I have a 16 bit luminance value stored in two bytes, and i want to convert that to R, G, and B values. I have two questions: how do i convert those two bytes to a short, and assuming that the hue and saturation is 0, how do i turn that short into 8 bits per component RGB values?
(apologies if this sounds like a dumb question, i just can't figure it out. The Convert class doesn't have an option to take two bytes and output a short.)
Try something like this:
byte luminance_upper = 23;
byte luminance_lower = 57;
int luminance = ((int)luminance_upper << 8) | (int)luminance_lower;
That will give you a value between 0-65535.
Of course, if you just want to end up with a 32-bit ARGB (greyscale) colour from that, the lower byte isnt going to matter because you're going from a 16-bit luminance to 8-bit R,G,B components.
byte luminance_upper = 255;
// assuming ARGB format
uint argb = (255u << 24) // alpha = 255
| ((uint)luminance_upper << 16) // red
| ((uint)luminance_upper << 8) // green
| (uint)luminance_upper; // blue (hope my endianess is correct)
Depending on your situation, there may be a better way of going about it.

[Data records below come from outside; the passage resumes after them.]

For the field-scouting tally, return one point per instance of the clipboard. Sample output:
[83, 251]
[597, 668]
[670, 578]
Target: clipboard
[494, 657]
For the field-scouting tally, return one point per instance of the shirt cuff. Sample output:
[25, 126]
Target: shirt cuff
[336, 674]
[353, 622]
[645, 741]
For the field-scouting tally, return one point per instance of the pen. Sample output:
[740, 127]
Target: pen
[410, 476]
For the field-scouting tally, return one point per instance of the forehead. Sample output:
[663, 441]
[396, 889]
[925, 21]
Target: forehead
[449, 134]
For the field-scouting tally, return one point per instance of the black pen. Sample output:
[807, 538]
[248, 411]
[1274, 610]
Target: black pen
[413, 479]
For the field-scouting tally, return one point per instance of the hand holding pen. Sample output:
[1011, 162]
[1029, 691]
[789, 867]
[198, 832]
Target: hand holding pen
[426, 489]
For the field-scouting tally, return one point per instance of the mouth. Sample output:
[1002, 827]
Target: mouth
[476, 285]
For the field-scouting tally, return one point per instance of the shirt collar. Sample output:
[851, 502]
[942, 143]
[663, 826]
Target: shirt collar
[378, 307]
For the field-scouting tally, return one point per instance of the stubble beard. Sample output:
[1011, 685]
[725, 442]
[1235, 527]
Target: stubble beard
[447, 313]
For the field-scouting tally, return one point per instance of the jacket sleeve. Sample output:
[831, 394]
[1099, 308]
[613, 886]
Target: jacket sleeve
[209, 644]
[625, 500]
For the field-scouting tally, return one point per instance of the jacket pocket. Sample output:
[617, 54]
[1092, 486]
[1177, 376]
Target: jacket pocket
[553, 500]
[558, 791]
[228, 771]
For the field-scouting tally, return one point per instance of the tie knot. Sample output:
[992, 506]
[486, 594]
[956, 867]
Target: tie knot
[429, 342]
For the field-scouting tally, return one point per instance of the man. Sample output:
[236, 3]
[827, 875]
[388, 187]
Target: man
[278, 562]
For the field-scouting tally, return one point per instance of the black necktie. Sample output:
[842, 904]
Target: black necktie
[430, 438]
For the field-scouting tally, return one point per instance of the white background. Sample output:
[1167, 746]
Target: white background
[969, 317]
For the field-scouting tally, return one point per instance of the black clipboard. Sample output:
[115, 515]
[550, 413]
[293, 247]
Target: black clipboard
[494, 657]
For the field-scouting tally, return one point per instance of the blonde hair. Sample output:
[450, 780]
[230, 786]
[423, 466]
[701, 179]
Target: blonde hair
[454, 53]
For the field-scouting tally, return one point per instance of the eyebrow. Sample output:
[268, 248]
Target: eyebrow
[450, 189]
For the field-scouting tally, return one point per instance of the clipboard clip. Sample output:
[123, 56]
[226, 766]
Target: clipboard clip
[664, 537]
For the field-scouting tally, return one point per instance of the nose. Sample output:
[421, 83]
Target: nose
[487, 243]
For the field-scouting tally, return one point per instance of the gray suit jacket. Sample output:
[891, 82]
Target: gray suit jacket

For example, the above code does a linear mapping, however you may get better-looking results by using a logarithmic curve to map the 16-bit values to 8-bit RGB components.
You will need the other components too (hue and saturation).
Also, 16-bit sounds a bit weird. Normally those values are floating point.
There is a very good article on CodeProject for conversions of many color spaces.
If the 16 bit value is little endian and unsigned, the 2nd byte would be the one you want to repeat 3x to create the RGB value, and you'd drop the other byte. Or if want the RGB in a 32 bit integer, you could either use bit shifts and adds or just multiply that 2nd byte by 0x10101.